Все сказанное выше об университетах применимо к современному образованию в целом. Координация (или, пожалуй, даже предопределенная гармония) попыток рационализировать мир и усилий, направляемых на подготовку людей к жизни в этом мире, - эта основополагающая предпосылка образования эпохи модернити - больше уже не кажется заслуживающей доверия. И по мере угасания надежды на разумный контроль над социальной средой, в которой проходит жизнь человека, адаптивная ценность «третичного образования» становится более чем очевидной. «Подготовка к жизни» - эта вечная и неизменная задача всякого образования -должна в первую очередь и прежде всего означать развитие способности сосуществовать в современном мире с неопределенностью и двусмысленностью, с разнообразием точек зрения и отсутствием неспособных ошибаться и достойных доверия авторитетов; прививание терпимости к различиям и готовности уважать право быть различными; укрепление критических и самокритичных способностей и мужества, необходимых для принятия ответственности за свой выбор и его последствия; совершенствование способности «изменять рамки» и сопротивляться искушению бегства от свободы по причине той мучительной неопределенности, которую она приносит вместе с новыми и неизведанными радостями.
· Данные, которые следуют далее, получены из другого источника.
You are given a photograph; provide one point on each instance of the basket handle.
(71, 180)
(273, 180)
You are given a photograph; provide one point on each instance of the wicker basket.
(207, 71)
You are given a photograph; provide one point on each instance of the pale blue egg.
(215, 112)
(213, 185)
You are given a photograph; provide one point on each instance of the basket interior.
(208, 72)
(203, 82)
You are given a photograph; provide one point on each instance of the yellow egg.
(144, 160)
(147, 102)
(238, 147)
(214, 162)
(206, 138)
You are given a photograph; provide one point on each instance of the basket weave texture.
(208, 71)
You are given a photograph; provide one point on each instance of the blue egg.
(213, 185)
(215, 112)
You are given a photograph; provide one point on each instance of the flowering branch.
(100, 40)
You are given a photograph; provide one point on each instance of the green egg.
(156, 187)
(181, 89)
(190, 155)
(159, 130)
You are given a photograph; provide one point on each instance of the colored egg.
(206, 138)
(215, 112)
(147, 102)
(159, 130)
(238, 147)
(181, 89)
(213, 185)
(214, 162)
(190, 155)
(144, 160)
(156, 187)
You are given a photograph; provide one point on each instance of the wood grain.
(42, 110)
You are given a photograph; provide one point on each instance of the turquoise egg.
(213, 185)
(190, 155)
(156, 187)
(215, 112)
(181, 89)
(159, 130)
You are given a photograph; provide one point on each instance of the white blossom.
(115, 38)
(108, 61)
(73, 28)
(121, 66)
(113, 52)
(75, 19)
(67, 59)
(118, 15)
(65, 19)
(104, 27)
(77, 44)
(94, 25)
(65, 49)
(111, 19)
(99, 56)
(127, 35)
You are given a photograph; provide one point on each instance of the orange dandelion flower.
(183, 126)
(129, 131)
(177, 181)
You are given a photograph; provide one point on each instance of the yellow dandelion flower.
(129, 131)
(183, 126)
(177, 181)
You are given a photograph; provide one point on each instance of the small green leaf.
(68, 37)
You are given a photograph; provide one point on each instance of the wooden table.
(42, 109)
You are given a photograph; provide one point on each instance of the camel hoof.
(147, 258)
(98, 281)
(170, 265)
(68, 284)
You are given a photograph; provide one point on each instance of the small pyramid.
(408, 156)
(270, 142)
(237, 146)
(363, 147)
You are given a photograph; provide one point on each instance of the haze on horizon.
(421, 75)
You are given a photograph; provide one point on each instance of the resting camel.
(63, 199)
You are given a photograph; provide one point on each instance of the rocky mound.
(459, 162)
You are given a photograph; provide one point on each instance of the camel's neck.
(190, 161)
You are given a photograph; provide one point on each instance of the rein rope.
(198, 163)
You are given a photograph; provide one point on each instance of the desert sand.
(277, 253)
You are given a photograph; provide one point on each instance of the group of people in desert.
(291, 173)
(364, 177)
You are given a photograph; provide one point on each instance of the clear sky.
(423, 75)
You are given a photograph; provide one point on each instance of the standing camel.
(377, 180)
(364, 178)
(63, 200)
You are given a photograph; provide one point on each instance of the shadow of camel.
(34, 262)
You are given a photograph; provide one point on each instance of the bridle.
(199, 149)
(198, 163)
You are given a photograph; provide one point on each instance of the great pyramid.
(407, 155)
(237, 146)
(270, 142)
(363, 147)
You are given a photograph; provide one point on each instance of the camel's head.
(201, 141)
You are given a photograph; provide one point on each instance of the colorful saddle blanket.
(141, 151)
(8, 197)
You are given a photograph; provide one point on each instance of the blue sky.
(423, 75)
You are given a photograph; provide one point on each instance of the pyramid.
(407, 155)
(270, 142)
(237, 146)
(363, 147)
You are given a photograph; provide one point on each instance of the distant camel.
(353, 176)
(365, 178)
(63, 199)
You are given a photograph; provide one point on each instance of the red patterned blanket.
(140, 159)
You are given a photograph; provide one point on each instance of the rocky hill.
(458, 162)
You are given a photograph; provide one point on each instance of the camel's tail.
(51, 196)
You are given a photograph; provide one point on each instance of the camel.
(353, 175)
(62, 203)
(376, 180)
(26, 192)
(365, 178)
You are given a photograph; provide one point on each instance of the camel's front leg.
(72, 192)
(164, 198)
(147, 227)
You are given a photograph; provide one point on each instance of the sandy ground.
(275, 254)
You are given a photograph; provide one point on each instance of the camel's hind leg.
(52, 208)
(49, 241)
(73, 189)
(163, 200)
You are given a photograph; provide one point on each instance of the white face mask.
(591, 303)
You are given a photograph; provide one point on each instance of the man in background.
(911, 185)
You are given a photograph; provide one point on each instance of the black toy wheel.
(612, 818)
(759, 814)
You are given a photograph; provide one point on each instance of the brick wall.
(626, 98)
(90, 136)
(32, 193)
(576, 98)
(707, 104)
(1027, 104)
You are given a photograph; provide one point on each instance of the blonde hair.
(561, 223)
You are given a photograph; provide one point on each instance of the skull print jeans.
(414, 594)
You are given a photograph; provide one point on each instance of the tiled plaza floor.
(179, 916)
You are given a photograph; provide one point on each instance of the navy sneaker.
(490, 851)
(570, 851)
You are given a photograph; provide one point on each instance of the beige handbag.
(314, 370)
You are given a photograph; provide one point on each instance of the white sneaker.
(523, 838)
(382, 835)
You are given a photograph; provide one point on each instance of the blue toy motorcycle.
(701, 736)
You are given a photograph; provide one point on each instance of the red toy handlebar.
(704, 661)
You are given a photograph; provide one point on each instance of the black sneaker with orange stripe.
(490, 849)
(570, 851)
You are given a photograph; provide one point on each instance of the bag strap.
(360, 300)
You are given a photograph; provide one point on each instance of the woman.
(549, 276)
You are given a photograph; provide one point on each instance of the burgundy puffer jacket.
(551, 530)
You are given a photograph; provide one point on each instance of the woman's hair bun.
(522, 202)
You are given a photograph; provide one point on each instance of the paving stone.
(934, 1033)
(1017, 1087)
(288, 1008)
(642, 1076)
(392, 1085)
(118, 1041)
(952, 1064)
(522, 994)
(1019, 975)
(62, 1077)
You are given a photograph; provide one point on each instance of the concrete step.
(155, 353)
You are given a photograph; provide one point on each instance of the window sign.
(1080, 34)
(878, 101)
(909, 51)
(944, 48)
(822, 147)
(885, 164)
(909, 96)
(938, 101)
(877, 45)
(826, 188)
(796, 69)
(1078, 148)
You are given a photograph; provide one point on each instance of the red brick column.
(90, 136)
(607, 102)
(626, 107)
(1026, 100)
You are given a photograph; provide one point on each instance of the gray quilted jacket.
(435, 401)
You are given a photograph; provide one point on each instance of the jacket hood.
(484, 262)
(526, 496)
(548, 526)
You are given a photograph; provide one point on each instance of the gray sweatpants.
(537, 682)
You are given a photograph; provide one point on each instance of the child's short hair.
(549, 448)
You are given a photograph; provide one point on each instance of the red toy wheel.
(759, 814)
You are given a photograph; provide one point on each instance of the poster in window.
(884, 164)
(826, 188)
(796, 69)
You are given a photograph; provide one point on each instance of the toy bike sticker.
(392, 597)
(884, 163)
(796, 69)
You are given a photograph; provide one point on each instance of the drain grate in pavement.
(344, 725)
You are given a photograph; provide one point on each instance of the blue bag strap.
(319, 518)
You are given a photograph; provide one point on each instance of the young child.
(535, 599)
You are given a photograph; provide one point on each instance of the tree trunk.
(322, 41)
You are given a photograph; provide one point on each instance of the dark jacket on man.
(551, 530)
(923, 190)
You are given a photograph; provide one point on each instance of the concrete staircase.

Дело, однако, в том, что такие качества едва ли могут быть в полной мере развиты через тот аспект образовательного процесса, который лучше всех остальных соответствует возможностям планирования и контроля, открывающимся перед теоретиками и практиками образования; через четко выражаемое содержание учебного плана, уходящего своими корнями в то, что Бейтсон называл «протообучением». Можно возлагать большие надежды на «вторичнообучающий» аспект образования, однако он печально известен тем, что гораздо хуже поддается планированию и последовательному, всестороннему контролю. Обсуждаемые качества могут возникнуть, таким образом, вначале из того аспекта образовательного процесса, который связан с «третичным обучением» и который относится не к одному конкретному расписанию занятий и проведению отдельного образовательного мероприятия, а по большей мере к массе перекрещивающихся и конкурирующих между собой расписаний и мероприятий.
Если изложенное выше можно считать верным, то философия и теория образования [6] сталкиваются с незнакомой и бросающей им вызов задачей анализа такого процесса формирования личности, который изначально не ориентируется на заранее определенную цель и представляется моделированием без четкого видения модели (она лишь под конец должна возникнуть и проясниться); процесса, который в лучшем случае может быть представлен лишь эскизно и никогда не приводит к четким результатам, который встраивает это ограничение в собственную структуру; короче говоря, открытого процесса, нацеленного скорее на то, чтобы оставаться открытым, чем на создание какого-то специфического продукта; процесса, для которого преспектива преждевременного «закрытия» более опасна, чем перспектива навсегда остаться незавершенным.
И это, пожалуй, величайший вызов, с которым специалисты в области образования вместе с коллегами-философами столкнулись за всю современную историю своего предмета.
«В последние годы наблюдается настоящий взрыв интереса к концепции 'идентичности'», - заметил Стюарт Хэлл во введении к сборнику работ, опубликованному в 1996 году [1]. Прошло всего несколько лет с тех пор, как было сделано это замечание, и этот взрыв породил невиданный шквал мнений. Пожалуй, никакой иной аспект нашей жизни не привлекает сейчас такого внимания философов, социологов и психологов. Дело не в том, что «исследования идентичности» становятся сегодня независимой и быстро развивающейся отраслью [знания]; происходит нечто большее, и можно сказать, что «идентичность» становится призмой, через которую рассматриваются, оцениваются и изучаются многие важные черты современной жизни. Признанным объектам изучения социальных наук присваиваются новые формулировки и придается новый вид, чтобы они соответствовали дискуссиям, ныне вращающимся вокруг оси «идентичности». Так, обсуждение проблем справедливости и равенства пошло вдруг в терминах «признания», культура оценивается в понятиях личностных, групповых или категориальных различий, креолизации и гибридности; политические же процессы все чаще сопрягаются с теоретизированием вокруг проблемы прав человека (то есть прав на собственную идентичность) и повседневного поведения (то есть оформления, обсуждения и утверждения идентичности).